Mary Pickford (given name: Gladys Louise Smith) was born Toronto, Canada on April 8, 1892, the oldest of three children, to John and Charlotte Smith. When Mary was about seven years old, her father passed away. In order to make ends meet, Mary’s mother began taking in boarders for income. One of her first boarders was a theatrical stage manager. He immediately saw something in little Mary and was able to have her cast in two plays.

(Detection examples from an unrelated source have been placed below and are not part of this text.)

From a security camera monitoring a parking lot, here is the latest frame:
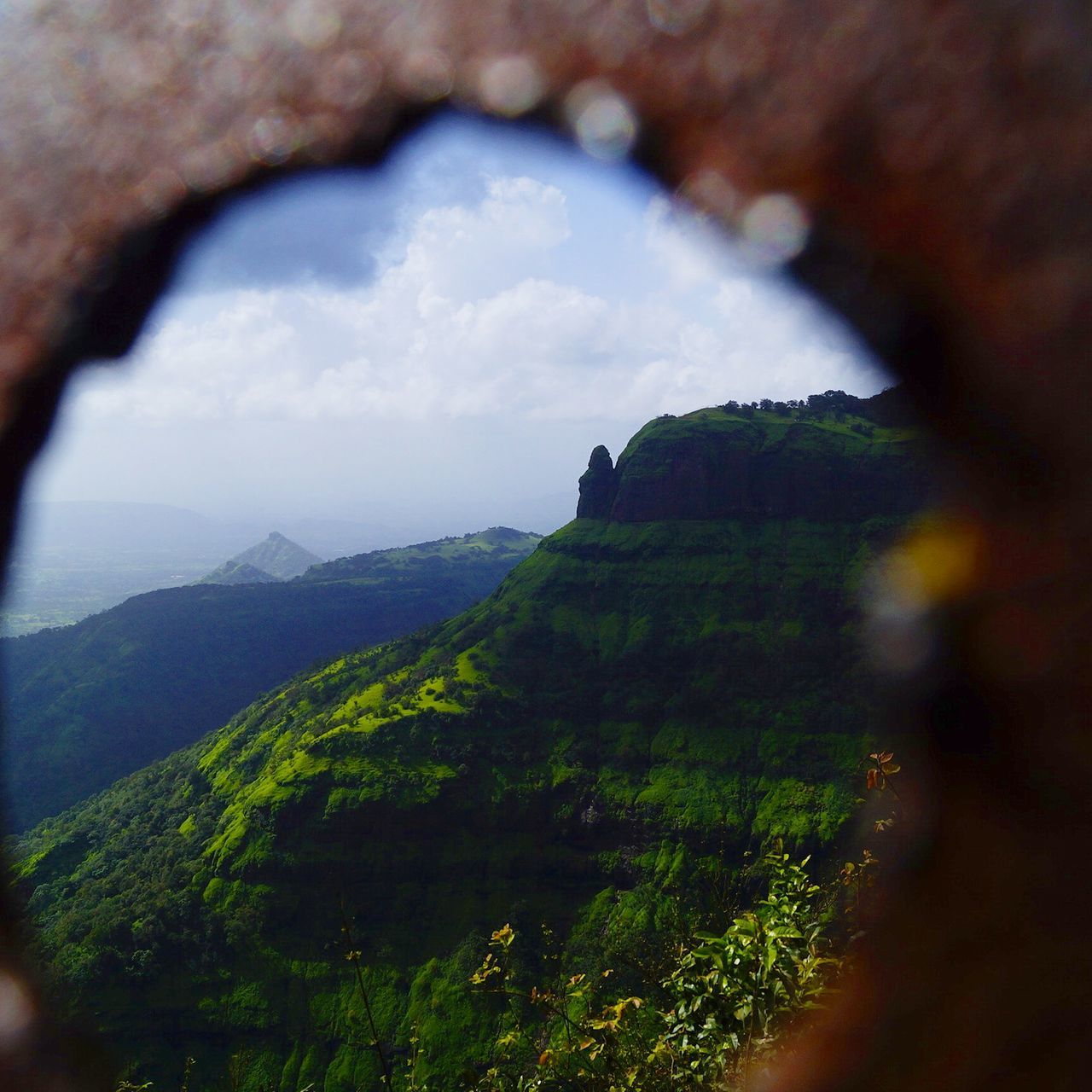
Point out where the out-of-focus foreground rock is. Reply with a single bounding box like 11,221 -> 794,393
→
0,0 -> 1092,1092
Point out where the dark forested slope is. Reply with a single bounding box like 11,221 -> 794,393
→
13,397 -> 924,1092
0,527 -> 541,830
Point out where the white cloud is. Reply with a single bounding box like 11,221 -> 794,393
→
68,177 -> 882,424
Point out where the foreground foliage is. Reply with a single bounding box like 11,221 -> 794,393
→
17,410 -> 915,1092
462,851 -> 839,1092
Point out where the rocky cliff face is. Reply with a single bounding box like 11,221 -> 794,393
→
577,410 -> 927,523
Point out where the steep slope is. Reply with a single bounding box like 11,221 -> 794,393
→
13,402 -> 924,1092
0,529 -> 539,830
200,531 -> 322,584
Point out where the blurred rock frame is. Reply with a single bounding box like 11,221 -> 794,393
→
0,0 -> 1092,1092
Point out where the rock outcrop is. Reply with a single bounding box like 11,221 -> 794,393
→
577,444 -> 618,520
577,410 -> 927,523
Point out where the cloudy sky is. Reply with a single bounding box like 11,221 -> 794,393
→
26,118 -> 885,531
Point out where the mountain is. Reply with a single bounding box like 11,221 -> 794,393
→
0,527 -> 539,830
196,561 -> 281,584
201,531 -> 322,584
19,404 -> 927,1092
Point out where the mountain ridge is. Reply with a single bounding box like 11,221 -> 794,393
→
13,410 -> 924,1092
0,529 -> 541,830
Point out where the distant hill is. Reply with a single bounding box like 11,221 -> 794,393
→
195,561 -> 280,584
200,531 -> 322,584
0,529 -> 539,830
19,397 -> 928,1092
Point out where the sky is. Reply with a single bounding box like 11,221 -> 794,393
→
28,109 -> 886,533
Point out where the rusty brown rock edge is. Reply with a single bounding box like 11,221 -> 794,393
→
0,0 -> 1092,1092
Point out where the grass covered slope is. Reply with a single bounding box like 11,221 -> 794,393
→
15,410 -> 921,1092
0,527 -> 539,830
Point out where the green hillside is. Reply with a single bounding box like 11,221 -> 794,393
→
0,527 -> 539,830
19,410 -> 924,1092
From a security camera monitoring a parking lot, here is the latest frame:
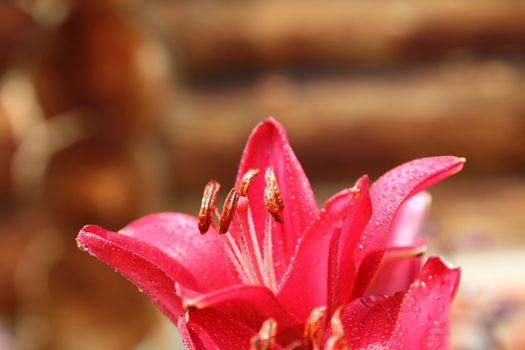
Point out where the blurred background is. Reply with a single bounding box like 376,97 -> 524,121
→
0,0 -> 525,350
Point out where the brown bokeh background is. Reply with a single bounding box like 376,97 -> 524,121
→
0,0 -> 525,350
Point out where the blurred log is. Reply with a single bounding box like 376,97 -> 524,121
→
34,0 -> 167,138
0,1 -> 36,74
155,0 -> 525,75
165,62 -> 525,189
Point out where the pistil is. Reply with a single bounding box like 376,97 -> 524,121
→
199,168 -> 284,292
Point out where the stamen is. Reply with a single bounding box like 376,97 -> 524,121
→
237,169 -> 259,196
219,188 -> 239,235
325,307 -> 349,350
198,180 -> 221,234
264,168 -> 284,223
303,306 -> 326,349
250,318 -> 277,350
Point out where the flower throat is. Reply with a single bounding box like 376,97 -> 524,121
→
198,168 -> 284,292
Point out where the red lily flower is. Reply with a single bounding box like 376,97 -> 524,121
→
77,119 -> 464,349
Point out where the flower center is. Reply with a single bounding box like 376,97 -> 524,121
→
198,168 -> 284,292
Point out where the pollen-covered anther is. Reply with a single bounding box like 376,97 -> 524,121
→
264,168 -> 284,223
237,169 -> 259,196
325,307 -> 350,350
250,318 -> 277,350
219,188 -> 239,235
303,306 -> 326,349
199,180 -> 221,234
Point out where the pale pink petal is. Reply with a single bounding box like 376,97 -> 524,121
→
387,191 -> 432,247
236,118 -> 318,280
365,245 -> 425,295
177,315 -> 206,350
341,258 -> 459,350
278,177 -> 370,322
352,156 -> 465,297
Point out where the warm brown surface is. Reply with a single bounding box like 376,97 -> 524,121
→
155,0 -> 525,75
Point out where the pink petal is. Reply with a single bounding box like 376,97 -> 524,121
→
119,213 -> 240,293
353,156 -> 465,297
333,177 -> 372,306
77,226 -> 183,322
179,309 -> 258,349
366,245 -> 425,295
235,118 -> 319,280
77,213 -> 239,322
341,258 -> 460,350
178,285 -> 303,344
278,177 -> 370,322
387,191 -> 432,247
177,315 -> 206,350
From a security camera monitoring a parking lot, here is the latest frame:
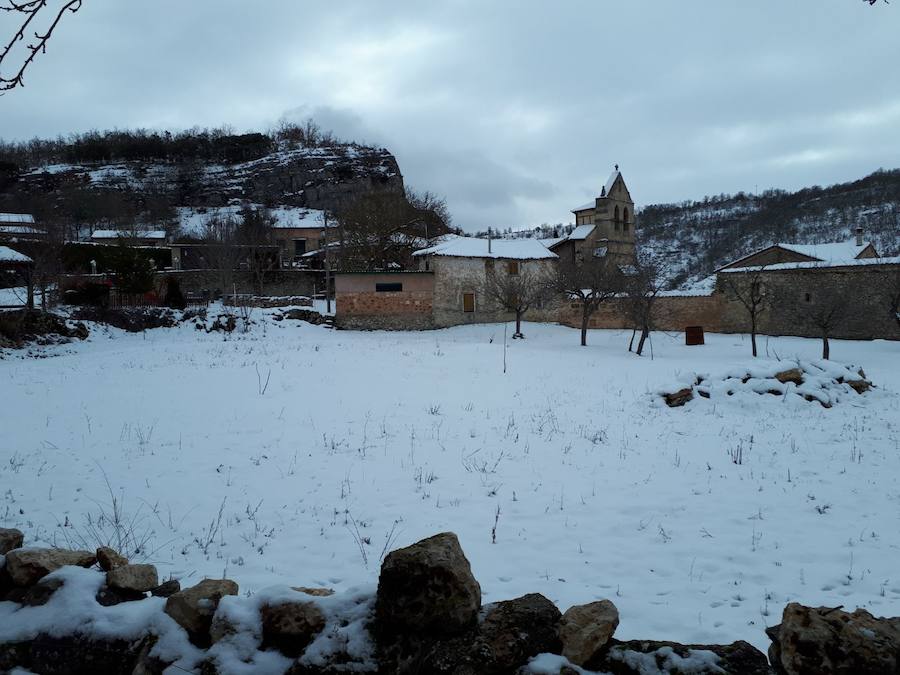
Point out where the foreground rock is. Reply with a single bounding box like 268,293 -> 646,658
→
375,532 -> 481,639
559,600 -> 619,666
97,546 -> 128,572
106,565 -> 159,593
165,579 -> 238,647
0,635 -> 152,675
416,593 -> 560,675
6,548 -> 97,586
469,593 -> 560,675
260,602 -> 325,657
0,527 -> 25,555
766,602 -> 900,675
593,640 -> 771,675
775,368 -> 803,384
663,387 -> 694,408
150,579 -> 181,598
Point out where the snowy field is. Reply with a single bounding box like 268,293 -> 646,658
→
0,310 -> 900,648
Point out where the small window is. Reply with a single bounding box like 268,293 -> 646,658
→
463,293 -> 475,312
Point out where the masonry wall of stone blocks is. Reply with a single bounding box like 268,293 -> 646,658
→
430,256 -> 557,326
718,264 -> 900,340
155,270 -> 324,296
559,294 -> 729,333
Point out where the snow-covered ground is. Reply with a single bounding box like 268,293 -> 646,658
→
0,320 -> 900,648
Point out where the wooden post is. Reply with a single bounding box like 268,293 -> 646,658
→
25,263 -> 34,311
322,211 -> 331,314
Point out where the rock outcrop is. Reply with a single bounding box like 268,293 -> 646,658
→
166,579 -> 238,646
766,602 -> 900,675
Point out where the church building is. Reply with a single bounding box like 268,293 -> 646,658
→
550,164 -> 635,265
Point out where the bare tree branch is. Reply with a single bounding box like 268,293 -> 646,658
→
0,0 -> 82,92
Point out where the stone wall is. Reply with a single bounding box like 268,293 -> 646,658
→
717,264 -> 900,340
334,272 -> 434,330
431,256 -> 557,327
156,270 -> 324,297
0,529 -> 900,675
559,294 -> 728,333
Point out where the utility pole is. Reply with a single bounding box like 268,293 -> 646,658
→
322,211 -> 331,314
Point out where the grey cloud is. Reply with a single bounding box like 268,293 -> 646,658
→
0,0 -> 900,228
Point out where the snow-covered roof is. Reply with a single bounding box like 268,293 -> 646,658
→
0,226 -> 47,234
0,246 -> 33,263
572,169 -> 622,213
413,237 -> 556,260
538,237 -> 565,248
91,230 -> 166,239
0,213 -> 34,224
718,256 -> 900,274
176,204 -> 337,237
572,199 -> 597,213
603,167 -> 622,197
548,225 -> 596,248
775,238 -> 869,262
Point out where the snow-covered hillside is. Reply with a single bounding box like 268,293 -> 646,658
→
637,170 -> 900,285
0,310 -> 900,649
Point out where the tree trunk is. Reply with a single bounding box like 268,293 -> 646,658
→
750,316 -> 756,358
637,326 -> 650,356
25,269 -> 34,310
581,312 -> 591,347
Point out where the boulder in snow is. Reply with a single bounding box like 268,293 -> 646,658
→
150,579 -> 181,598
165,579 -> 238,646
6,548 -> 97,586
260,602 -> 325,657
663,387 -> 694,408
97,546 -> 128,572
375,532 -> 481,641
106,565 -> 159,593
766,602 -> 900,675
559,600 -> 619,666
0,527 -> 25,555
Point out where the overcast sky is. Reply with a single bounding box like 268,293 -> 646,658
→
0,0 -> 900,229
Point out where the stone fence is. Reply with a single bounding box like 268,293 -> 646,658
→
0,529 -> 900,675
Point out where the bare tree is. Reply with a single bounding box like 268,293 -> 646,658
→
877,265 -> 900,328
237,207 -> 278,295
801,293 -> 847,359
202,217 -> 240,293
482,260 -> 553,340
625,256 -> 666,356
336,190 -> 450,270
724,265 -> 770,356
553,258 -> 624,346
0,0 -> 82,92
29,220 -> 66,312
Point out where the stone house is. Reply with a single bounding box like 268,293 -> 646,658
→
272,209 -> 337,266
413,237 -> 558,326
550,165 -> 635,265
0,213 -> 47,241
335,236 -> 558,329
714,239 -> 900,340
334,270 -> 434,330
716,227 -> 878,272
91,230 -> 168,246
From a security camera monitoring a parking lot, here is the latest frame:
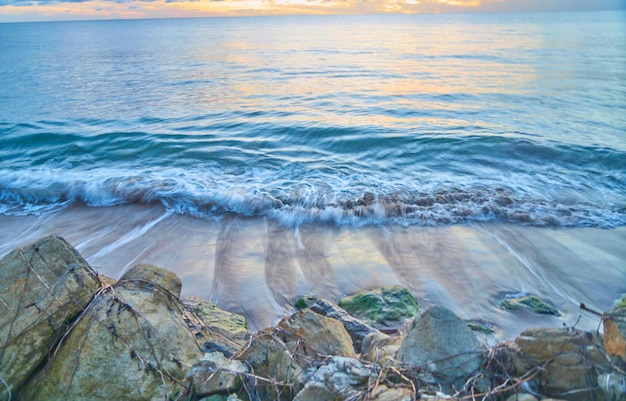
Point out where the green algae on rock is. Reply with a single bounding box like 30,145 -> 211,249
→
293,295 -> 320,310
338,285 -> 421,329
500,294 -> 561,316
614,294 -> 626,309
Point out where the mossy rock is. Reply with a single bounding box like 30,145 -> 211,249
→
500,295 -> 561,316
293,295 -> 320,310
339,285 -> 421,329
181,296 -> 248,336
615,294 -> 626,309
465,319 -> 495,334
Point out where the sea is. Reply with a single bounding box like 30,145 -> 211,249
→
0,11 -> 626,337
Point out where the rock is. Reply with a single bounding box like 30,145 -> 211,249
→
198,394 -> 247,401
465,319 -> 495,334
294,356 -> 375,401
615,294 -> 626,309
237,329 -> 306,400
310,299 -> 379,352
181,297 -> 250,339
189,352 -> 249,396
506,393 -> 538,401
0,236 -> 100,399
20,265 -> 201,401
119,264 -> 183,294
278,309 -> 356,360
602,308 -> 626,362
339,285 -> 420,329
293,295 -> 320,310
398,306 -> 482,387
500,294 -> 561,316
361,332 -> 402,366
181,297 -> 250,357
598,372 -> 626,401
514,329 -> 610,400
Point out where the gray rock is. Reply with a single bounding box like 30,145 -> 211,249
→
398,306 -> 482,387
339,285 -> 421,330
602,308 -> 626,366
514,328 -> 610,400
0,236 -> 100,399
294,356 -> 375,401
189,352 -> 249,396
310,299 -> 379,352
598,372 -> 626,401
21,265 -> 201,401
361,332 -> 402,366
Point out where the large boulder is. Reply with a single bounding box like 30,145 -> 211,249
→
397,306 -> 482,388
514,328 -> 610,400
310,299 -> 379,352
181,297 -> 250,357
0,236 -> 100,399
189,352 -> 249,397
294,356 -> 375,401
278,309 -> 356,360
21,265 -> 201,401
339,285 -> 421,330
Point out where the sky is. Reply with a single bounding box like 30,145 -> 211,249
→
0,0 -> 626,22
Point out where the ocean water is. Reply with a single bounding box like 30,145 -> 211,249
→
0,12 -> 626,338
0,12 -> 626,228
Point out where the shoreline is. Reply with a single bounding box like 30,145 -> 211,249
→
0,236 -> 626,401
0,205 -> 626,340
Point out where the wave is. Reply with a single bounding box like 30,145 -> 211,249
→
0,169 -> 626,228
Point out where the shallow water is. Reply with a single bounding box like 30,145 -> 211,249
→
0,205 -> 626,339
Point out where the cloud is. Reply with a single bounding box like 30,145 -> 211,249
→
0,0 -> 626,22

Soon, acting became a family business. Mary, her mother, and her siblings traveled around taking parts wherever they could get them. Mary was growing frustrated. She decided that if she did not land a big role soon, she was going to quit acting for good. Not long after this declaration, Mary earned a role in the Broadway play, The Warrens of Virginia. It was in this play that Mary met Cecil B. deMille, another actor (and future famed director). After the play’s run was over, Mary was out of work again. She screen tested for a film, but was not chosen. However the director, D.W. Griffith, was taken with her and encouraged her to try out for more films. Because of this push, she was eventually cast in 51 films in 1909 alone!
Her career soared and she went on to form the independent film production company United Artists with D.W. Griffith, Charlie Chaplin, and Douglas Fairbanks. Mary went on to be a producer as well as win an Academy Award for Best Actress in 1929.
Mary broke down barriers in an industry which still, to this day, is very much male-oriented. But kudos to Mary–aka, “The Girl With the Curls”–and the other women who are determined to follow their dreams and get more women on screen!